Self-knowledge and self-acceptance are fundamental variables in optimal
functioning and adaptation to the social environment, in order to preserve a
balance between mental and emotional health. According to Carl Rogers and
Abraham Maslow, each person is valuable and, in light of the human nature, has
the capacity to develop and to choose its own destiny, to validate its
qualities and positive characteristics, given that society provides a polished
environment in which it is possibility for the self to enhance.

On another
hand, according to determinists such as Marx, technologies such as rating
systems, through the power of the internet, are not controlled by men, but, on
the contrary, technologies control the people by shaping a society according to
the requirements of efficiency and progress (Ellul 1964). Determinists usually
argue that technology uses advanced knowledge of the natural world to serve the
universal characteristics of the human essence, such as basic needs and human
faculties. Each one responds to a significant discovery aspect of society’s
characteristics of existence. Food and shelter are such demands and stimulate
progress. Revolutionary inventions such as automobiles ‘replace’ feet, while
computers enhance mental abilities. It’s not in an individual’s power to adapt
technology to its whims, but he must rather adapt to these changes as the most
significant expression of our race (Chandler 1977).

A suitable example where instantaneous rating system makes a difference is
in the Uber universe (whose new 2016 inverted “C” logo resembles the one used in
the 2017 movie “The Circle”), where drivers come with a history that is
concretized in a rating, customers being evaluated as well. Therefore, Uber
employees know the person they are about to travel with. These applied technology
gives an insight of a world where many of the daily activities are already
constantly monitored and analyzed: purchases, friends and interaction, hours
spent watching content, playing video games, as well as the names of the video
games you play and movies you watch.

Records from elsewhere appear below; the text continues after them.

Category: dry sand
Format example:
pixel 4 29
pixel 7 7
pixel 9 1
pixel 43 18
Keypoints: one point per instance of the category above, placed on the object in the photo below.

Privacy is at risk and, therefore, anonymity
gradually becomes a luxury.

In my opinion,
Egger’s book depicts a world very similar to ours, where the power of the
internet is widely accepted, despite being, ironically, very ambiguous through
its consuming transparency. TruYou, the password system that ensured The Circle’s
domination, reminds me of the open plans advertised by companies such as
Google, Facebook or Apple, desiring to connect everyone by using the power of
their devices and services. They are feeding us instruments that our society cannot
live without anymore. The rewarding cycle, and the effects of dopamine every
time you get a like, a positive response or feedback on social media are
changing the ways we observe our society and, therefore, our selves. We are
an inpatient generation that wants everything ‘now’. An industry where “All
that happens must be known.” Or in a more Orwellian turn: “Secrets are
lies, Sharing is caring, Privacy is theft.”

Therefore, our
society is going through a tumultuous change, as organizations and leaders try
to promote more transparency, through instantaneous rating systems and other techniques.
Dave Eggers novel does an
excellent job of exposing beliefs, movements and the problems technology is
brining into our human culture, providing points throughout his writing that
caution us about a system that could replicate that of The Circle. As a young student of entrepreneurship, I
have the obligation to evaluate my priorities and that of the world,
understanding that working alongside my community and becoming one consolidated
force must be my ultimate achievement.

When demanding
times come, companies and their representatives can reach deep into their
mutual beliefs and principles, so that they
could work together on bigger causes and greater results (Deal, Kennedy 1988).  However, the desire of ‘making our
voices heard’ should not get to a point where it deprives us from our freedom
of individuality, in which life becomes an amorphous mass of ideas and
manifestations that lack originality. Since progress also rises from contradictions, a perfect society is a utopia.